MySQL

Sun bought MySQL.

Also, Sun’s CEO {has a blog, doesn’t know how to resize images other than changing the HTML attributes}.

Remember back when they were a little below $5 a share and I said I thought they were going somewhere?

Next time I’m putting my money where my mouth is. They closed at $15.92 a share on Friday.

Of course, some are wondering whether this was a good buy. Not necessarily whether MySQL is good (it’s perhaps the most widely-used database in the world), but whether it makes sense to pay a billion dollars for it, when it’s (1) primarily an OpenSource product, and (2) going to take something like 20 years of revenues to break even. While I don’t quite buy the bit about it being a conspiracy with Oracle to kill the project, you should check out the page they link to, Sun’s list of acquisitions. It’s so bad that Sun appears to have a photograph of a dumpster with the Sun logo on it. (Okay, it’s a shipping crate. But it doesn’t make a ton of sense, and you have to grant that it looks a little bit like a dumpster.) It reminds me of when Sun bought Cobalt for $2 billion, and Cobalt went belly-up shortly thereafter. (I still think RaQs could be hot sellers today, by the way, if they were still being made. To take a company doing incredibly well and have it go belly-up in under a year takes some incredible mis-management.)

DNS Dork

The real geeks in the room already know what the root zone file is, but for those of you with lives… DNS (Domain Name Service) is the service that transforms names (blogs.n1zyy.com) into IPs (72.36.178.234). DNS is hierarchical: as a good analogy, think of there being a folder called “.com,” with entries for things like “amazon” and “n1zyy” (for amazon.com and n1zyy.com, two sites of very comparable importance.) Within the amazon ‘folder’ is a “www,” and within “n1zyy” is a “blogs,” for example. A domain name is really ‘backwards,’ then: if it were a folder on your hard drive, it would be something like C:.com.n1zyyblogs.

Of course, this is all spread out amongst many servers across the world. When you go to connect to blogs.n1zyy.com, you first need to find out how to query the .com nameservers. The root servers are the ones that give you this answer: they contain a mapping of what nameservers are responsible for each top-level domain (TLD), like .com, .org, and .uk.

So you get your answer for what nameservers process .com requests, and go to one of them, asking what nameserver is responsible for n1zyy.com. You get your answer and ask that nameserver who’s responsible for blogs.n1zyy.com, and finally get the IP your computer needs to connect to. And, for good measure, it probably gets cached, so that the next time you visit the site, you don’t have to go through the overhead of doing all those lookups again. (Of course, this all happens in the blink of an eye, behind the scenes.)

Anyway! The root zone file is the file that the root servers have, which spells out which nameservers handle which top-level domains.

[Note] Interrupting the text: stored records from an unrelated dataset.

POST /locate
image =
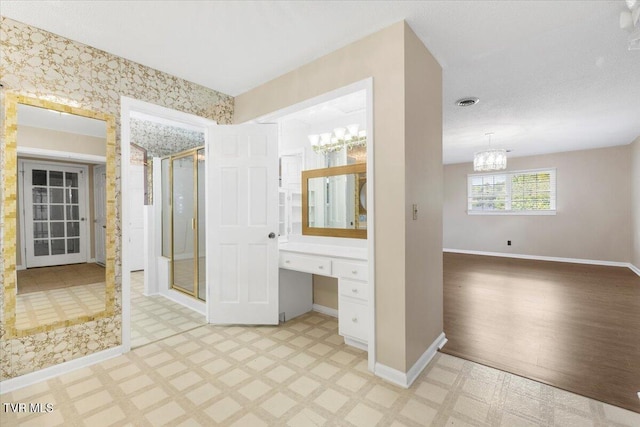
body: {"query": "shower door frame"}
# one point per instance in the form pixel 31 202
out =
pixel 193 153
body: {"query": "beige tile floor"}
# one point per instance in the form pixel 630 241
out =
pixel 298 374
pixel 156 317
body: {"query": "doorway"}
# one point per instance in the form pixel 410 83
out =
pixel 54 213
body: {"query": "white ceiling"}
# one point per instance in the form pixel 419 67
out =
pixel 550 75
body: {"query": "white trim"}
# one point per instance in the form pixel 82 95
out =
pixel 509 195
pixel 129 106
pixel 362 345
pixel 325 310
pixel 406 379
pixel 553 212
pixel 25 380
pixel 426 357
pixel 541 258
pixel 55 154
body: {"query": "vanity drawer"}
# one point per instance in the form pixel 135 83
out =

Yours truly found the root zone file (it’s no big secret) and wrote a page displaying its contents, and a flag denoting the country of each of the nameservers. The one thing I don’t do is map each of the top-level domains to their respective country, since, in many cases, I don’t have the foggiest clue.

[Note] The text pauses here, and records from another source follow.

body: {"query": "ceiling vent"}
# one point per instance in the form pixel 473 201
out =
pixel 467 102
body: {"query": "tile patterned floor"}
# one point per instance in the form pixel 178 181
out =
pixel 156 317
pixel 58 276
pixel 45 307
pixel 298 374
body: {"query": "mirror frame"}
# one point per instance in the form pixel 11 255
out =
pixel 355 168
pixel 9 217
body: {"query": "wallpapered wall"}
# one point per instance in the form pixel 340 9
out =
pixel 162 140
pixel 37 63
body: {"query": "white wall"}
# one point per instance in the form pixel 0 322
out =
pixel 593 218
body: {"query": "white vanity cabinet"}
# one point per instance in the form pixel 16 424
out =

What’s interesting to note is that a lot of the data is just downright bizarre. Cuba has six nameservers for .cu. One is in Cuba, one in the Netherlands, and four are in the US. Fiji (.fj) has its first two nameservers… at berkeley.edu. American universities hosting foreign countries’ nameservers, however bizarre, isn’t new. .co (Colombia) has its first nameservers in Colombia (at a university there), but also has NYU and Columbia University (I think they did that just for the humor of Columbia hosting Colombia).

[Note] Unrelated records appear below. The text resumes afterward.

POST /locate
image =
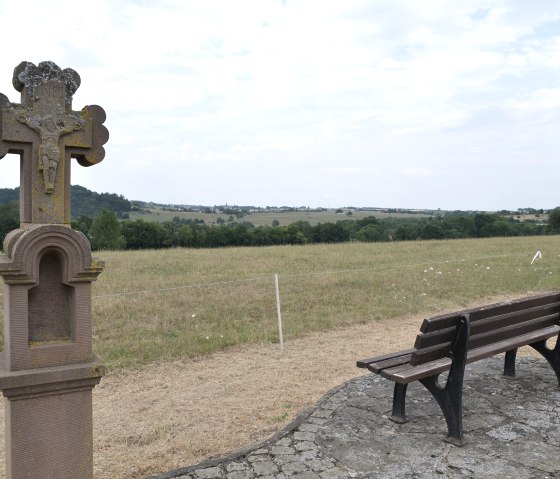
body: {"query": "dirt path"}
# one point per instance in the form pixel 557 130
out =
pixel 171 415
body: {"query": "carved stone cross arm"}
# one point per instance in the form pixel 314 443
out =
pixel 46 133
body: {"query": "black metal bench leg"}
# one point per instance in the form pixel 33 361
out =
pixel 399 400
pixel 450 397
pixel 551 355
pixel 450 401
pixel 509 363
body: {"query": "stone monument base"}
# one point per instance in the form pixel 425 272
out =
pixel 49 421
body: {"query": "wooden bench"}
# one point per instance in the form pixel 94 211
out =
pixel 447 343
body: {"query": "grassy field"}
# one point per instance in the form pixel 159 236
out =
pixel 161 305
pixel 264 218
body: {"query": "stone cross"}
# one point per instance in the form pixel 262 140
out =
pixel 47 368
pixel 45 131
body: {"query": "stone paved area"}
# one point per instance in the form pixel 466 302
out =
pixel 512 428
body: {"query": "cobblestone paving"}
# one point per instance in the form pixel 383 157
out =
pixel 512 428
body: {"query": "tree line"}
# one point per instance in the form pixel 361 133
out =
pixel 105 231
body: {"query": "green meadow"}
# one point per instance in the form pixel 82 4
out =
pixel 167 304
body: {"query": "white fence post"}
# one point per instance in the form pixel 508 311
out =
pixel 279 311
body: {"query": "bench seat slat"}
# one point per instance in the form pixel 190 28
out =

In other news, it turns out that there’s a list of country-to-ccTLD (Country-Code Top Level Domain) mappings. I’m going to work on incorporating this data… Maybe I can even pair it up with my IPGeo page with IP allocations per country…

Inexcusable

Culled from recent news, here are some things that have occurred that I can find absolutely no excuse for having happened:

  • Hackers infiltrated computer systems, turning off power to several (foreign) cities. I guess it makes sense that the power grid would now be controlled by computers, but it’s sheer idiocy to have such a system, in any way, connected to the Internet. (And one has to suspect it was, in some manner, an inside job: I can’t imagine there’s a spiffy web GUI with a “Turn off power to Washington, DC” button, but rather some inscrutable interface.)
  • This is actually old news, but it was dug up recently: Mike Huckabee’s son was arrested for trying to bring a gun on an airplane. I’ll buy that it probably wasn’t his intention to hijack the plane, but how you “accidentally” carry a gun into an airport escapes me. Most of us are paranoid about whether our tiny bottle of shampoo is pushing the envelope and whether it’ll result in a cavity search. And yet people keep waltzing in with guns. Furthermore, anyone who doesn’t know where their guns are shouldn’t be allowed to carry them in the first place. (Despite what some have said, this doesn’t change my opinion of Huckabee himself… His statements like, “And that’s what we need to do — to amend the Constitution so it’s in God’s standards…” are what influence my views of him.)
  • Another case of a laptop with private data on more than half a million people going missing.

Emulating spamd for HTTP

I won’t lie–I love OpenBSD’s spamd. In a nutshell, it’s a ‘fake’ mailserver. You set your firewall up to connect obvious spammers to talk to this instead of your real mailserver. It talks to them extremely slowly (1B/sec), which keeps them tied up for quite some time. (As an added bonus, it throws them an error at the end.)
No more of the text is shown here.